Iranian researchers have found a substance that may protect against nuclear radiation: the anabolic steroid oxymetholone [structure below]. The Iranians tested a radiation dose equivalent to what would be released in a nuclear war.

Nuclear war? Oxymetholone offers protection
Radiation damages the tissues that produce blood cells. It leads to a reduction in the number of blood platelets. As a result wounds don't heal, and eventually internal bleeding occurs as well. The production of red blood cells also declines and then tissues no longer get enough oxygen. Lastly the production of white blood cells also goes down, leading to a decline in the body's immune system and making it game for all sorts of pathogens.

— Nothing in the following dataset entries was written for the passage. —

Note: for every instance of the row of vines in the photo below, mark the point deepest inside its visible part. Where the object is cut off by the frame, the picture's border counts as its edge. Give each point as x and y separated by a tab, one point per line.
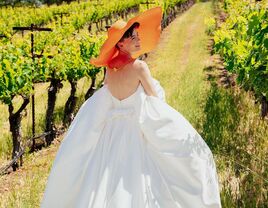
242	42
59	55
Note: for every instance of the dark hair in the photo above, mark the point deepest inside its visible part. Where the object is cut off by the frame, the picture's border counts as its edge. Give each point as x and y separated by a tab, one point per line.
129	31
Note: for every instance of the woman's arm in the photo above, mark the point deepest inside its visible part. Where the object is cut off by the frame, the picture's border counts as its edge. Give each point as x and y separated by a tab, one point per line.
146	78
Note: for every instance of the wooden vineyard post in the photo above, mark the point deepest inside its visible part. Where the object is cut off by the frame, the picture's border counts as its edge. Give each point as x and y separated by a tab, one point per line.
39	29
61	16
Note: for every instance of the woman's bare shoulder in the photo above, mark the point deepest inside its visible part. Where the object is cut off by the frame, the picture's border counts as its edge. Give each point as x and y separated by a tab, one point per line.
142	67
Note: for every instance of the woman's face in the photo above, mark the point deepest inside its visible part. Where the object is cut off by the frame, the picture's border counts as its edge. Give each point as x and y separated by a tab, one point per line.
130	44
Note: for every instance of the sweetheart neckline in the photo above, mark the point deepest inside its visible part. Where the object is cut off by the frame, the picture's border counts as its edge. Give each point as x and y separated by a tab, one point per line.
126	97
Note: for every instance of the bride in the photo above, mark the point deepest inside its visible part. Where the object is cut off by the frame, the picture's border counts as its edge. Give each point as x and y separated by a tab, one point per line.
126	147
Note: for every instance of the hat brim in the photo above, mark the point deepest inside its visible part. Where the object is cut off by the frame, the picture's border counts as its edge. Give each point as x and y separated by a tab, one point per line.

Nuclear researchers at the Mazandaran University of Medical Sciences and the Novin Medical Radiation Institute describe in Molecular and Cellular Biochemistry how a radiation dose of 8 Gy decimates a population of mice, and how a single dose of oxymetholone keeps the animals alive.

The mice were given the steroid a day before they exposed to radiation. The more oxymetholone the animals were given, the more effective it was.

Nuclear war? Oxymetholone offers protection

R = radiation; OXM = oxymetholone. Of the mice that were given a placebo 15 percent survived. Of the mice that were given the highest dose of oxymetholone [640 mg per kg] 75 percent survived.

When the researchers studied the animals they observed that oxymetholone prevented the concentration of blood platelets from decreasing as a result of the radiation.

Nuclear war? Oxymetholone offers protection

The concentration of red blood cells did not decline either in the animals that were given oxymetholone.

Nuclear war? Oxymetholone offers protection

Radiation also decreases the amount of white blood cells in the mice, but oxymetholone did nothing to help this.

The researchers conclude that oxymetholone would also protect humans against radiation. "Because of the effect of oxymetholone on stimulating and proliferation of bone marrow progenitors cell, it can be effective for protection and treatment of radiation-induced hematopoietic injury", they write. They also add that oxymetholone is not carcinogenic, although long-term use of high doses can lead to liver damage.

Similar projects are running in the US. Under the BioShield programme, researchers are examining the protective effect of Neumune, a steroid that until recently was on the market as a prohormone under the name of 5-androstenediol.

According to the biotech company HollisEden Pharmaceuticals, radiation tests carried out at a Dutch research institute show that 5-androstenediol not only increases production of red blood cells and platelets, but also boosts production of white blood cells. The same company is now doing trials with an improved version of 5-androstenediol, 17-alpha-ethynyl-5-androstene-3-beta,7-beta,17-beta-triol or Triolex.

Mol Cell Biochem. 2006 Jul;287(1-2):193-9.